Joanna walked down the house’s grand hall, which was lined on both sides by heavy, gold-framed oil paintings of scenic vistas of foxhunts, Scottish moors, and generals on horseback. Charles had first brought her to Roderick to meet his family two Julys ago, and though she’d been building up the Bates-McAllisters and their estate in her mind long before she and Charles met – though Charles didn’t know anything about that – the house had lived up to every one of her expectations. Sylvie’s assiduously tended-to garden had been abloom, the tiki lamps by the pool cast soft shadows across the slate patio, and there was a full moon over the roof, so perfectly centered that it was as though Sylvie and James had commissioned it to hang there for them alone.

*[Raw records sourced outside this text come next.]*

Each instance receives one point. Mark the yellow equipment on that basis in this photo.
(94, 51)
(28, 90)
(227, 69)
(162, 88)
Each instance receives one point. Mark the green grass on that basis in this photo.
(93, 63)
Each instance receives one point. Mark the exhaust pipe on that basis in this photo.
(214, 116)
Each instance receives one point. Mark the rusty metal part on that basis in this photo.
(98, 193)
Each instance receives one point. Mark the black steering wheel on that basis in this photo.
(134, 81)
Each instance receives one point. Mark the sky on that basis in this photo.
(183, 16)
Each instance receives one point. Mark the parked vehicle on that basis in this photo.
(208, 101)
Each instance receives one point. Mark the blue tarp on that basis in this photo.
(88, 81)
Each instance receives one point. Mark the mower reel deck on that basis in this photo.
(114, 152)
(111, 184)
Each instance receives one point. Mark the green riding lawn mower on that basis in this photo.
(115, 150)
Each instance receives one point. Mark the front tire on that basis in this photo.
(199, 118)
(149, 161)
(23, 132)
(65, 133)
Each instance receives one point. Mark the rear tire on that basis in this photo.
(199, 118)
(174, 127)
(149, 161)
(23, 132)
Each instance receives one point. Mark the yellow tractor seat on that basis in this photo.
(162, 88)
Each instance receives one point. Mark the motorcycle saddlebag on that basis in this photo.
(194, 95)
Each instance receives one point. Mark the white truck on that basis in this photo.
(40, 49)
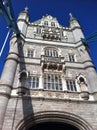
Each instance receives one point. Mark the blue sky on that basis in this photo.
(84, 10)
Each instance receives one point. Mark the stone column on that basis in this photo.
(7, 78)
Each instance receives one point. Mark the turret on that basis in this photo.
(23, 20)
(75, 27)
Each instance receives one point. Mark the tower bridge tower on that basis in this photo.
(49, 80)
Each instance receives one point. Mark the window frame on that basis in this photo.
(50, 52)
(32, 82)
(71, 85)
(30, 53)
(52, 82)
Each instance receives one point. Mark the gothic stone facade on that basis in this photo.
(48, 77)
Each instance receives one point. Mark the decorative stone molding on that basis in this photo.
(53, 116)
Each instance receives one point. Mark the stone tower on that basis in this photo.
(49, 80)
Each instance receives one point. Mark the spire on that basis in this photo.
(26, 9)
(71, 17)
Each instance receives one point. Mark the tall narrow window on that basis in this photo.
(38, 30)
(71, 85)
(33, 82)
(52, 82)
(51, 52)
(71, 58)
(53, 24)
(30, 53)
(45, 23)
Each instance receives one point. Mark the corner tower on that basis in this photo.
(49, 79)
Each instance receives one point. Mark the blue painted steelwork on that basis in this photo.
(7, 11)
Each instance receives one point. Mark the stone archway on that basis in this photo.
(53, 126)
(52, 118)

She’d been blind to the house’s imperfections for a long time afterward, too. She didn’t notice the wet wood smell. She didn’t see the chips in the leaded glass or the stains on the intricate woodwork or the large brown patch on the ceiling from a previous leak. It didn’t occur to her that the highboy was water-warped or that the oil paintings needed a professional cleaning or that the chandeliers were missing many of their crystals. And so what if one of the rooms was filled with nothing but piles of papers, old, cloth-wrapped paintings and a piano with chipped, yellowed ivory keys? So what if the library had a mouse hole the size of Joanna’s fist? So what if the oil painting of Charles Roderick Bates, Charles’s great-grandfather, which hung over the stairs, freaked Joanna out every time she passed by it? All old aristocratic homes had charming idiosyncrasies. And this was Roderick.

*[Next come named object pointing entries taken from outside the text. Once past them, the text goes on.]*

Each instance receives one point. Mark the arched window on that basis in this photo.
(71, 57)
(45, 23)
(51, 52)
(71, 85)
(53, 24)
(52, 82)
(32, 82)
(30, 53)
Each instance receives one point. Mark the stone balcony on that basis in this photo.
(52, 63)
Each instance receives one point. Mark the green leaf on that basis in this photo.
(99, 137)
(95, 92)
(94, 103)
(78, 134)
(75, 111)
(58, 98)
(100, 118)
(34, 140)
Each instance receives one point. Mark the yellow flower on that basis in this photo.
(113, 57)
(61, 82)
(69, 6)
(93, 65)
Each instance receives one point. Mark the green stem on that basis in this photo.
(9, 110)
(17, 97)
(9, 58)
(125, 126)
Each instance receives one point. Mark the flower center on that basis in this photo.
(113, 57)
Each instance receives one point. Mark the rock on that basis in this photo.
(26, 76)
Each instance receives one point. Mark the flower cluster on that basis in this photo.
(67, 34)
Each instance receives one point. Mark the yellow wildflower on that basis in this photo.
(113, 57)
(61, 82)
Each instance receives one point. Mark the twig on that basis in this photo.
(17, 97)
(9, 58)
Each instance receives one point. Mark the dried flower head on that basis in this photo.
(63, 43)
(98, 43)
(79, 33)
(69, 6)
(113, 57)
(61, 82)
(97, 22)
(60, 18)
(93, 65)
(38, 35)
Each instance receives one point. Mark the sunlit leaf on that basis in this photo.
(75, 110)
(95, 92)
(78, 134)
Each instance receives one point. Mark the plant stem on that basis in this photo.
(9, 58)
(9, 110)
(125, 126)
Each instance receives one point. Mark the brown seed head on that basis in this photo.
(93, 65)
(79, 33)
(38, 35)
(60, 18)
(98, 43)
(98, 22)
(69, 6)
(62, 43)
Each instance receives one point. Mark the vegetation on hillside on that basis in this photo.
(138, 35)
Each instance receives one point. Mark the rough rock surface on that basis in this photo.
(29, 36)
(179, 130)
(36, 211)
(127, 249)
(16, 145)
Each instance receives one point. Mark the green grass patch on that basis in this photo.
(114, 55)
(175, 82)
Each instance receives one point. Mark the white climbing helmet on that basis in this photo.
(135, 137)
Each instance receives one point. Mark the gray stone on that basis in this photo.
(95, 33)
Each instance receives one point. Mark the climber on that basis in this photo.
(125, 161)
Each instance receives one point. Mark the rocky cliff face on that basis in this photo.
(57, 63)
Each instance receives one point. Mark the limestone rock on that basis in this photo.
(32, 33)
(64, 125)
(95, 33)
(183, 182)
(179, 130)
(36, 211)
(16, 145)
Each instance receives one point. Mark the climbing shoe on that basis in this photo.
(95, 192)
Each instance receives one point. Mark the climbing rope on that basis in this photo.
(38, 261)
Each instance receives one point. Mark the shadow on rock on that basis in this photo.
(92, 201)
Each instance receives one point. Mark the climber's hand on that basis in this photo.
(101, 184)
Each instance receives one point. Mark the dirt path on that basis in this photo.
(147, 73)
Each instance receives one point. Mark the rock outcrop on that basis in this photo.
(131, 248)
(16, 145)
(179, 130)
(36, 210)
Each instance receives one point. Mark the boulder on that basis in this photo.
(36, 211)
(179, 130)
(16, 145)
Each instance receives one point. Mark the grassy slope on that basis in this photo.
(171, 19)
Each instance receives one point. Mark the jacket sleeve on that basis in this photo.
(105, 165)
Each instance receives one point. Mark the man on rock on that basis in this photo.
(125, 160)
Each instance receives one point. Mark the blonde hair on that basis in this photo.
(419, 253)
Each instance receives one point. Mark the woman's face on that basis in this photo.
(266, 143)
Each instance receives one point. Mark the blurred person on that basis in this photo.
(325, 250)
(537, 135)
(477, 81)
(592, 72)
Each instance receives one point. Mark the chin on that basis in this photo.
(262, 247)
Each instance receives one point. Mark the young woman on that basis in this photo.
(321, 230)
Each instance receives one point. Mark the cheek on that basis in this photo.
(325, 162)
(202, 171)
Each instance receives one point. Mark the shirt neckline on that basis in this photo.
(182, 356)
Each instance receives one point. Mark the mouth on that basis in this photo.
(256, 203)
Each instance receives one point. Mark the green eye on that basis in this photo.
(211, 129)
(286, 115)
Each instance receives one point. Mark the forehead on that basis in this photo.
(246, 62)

But lately, something in her had changed, and she’d begun to see the house as, well…old. Unkempt, even. The rooms were always too cold, especially the bathrooms. The cushions on the living room couch were kind of uncomfortable, a sharp spring managing to press into her butt no matter which position she tried. Some of the unused rooms smelled overwhelmingly like mothballs, others like sour milk, and there were visible gaps amidst many of the bathroom floor tiles, desperate for grout. The most unsettling thing, though, was that when Joanna walked into certain rooms, it was as if someone – or something – was following her. The house and everything in it seemed human, if she really got down to it. And not like a sprightly young girl, either, but a crotchety, elderly man. The pipes rattled like creaky bones and joints. When she sat down in a chair – any chair – there was an abrupt huffing sound, like a tired laborer collapsing from a long day’s work. The radiators wheezed and coughed, and even spat out strange hints of smells that seemed to be coming from the house’s human core. A whisper of soapy jasmine seeped from its plaster skin. An odor of ham and cloves belched out of an esophageal vent.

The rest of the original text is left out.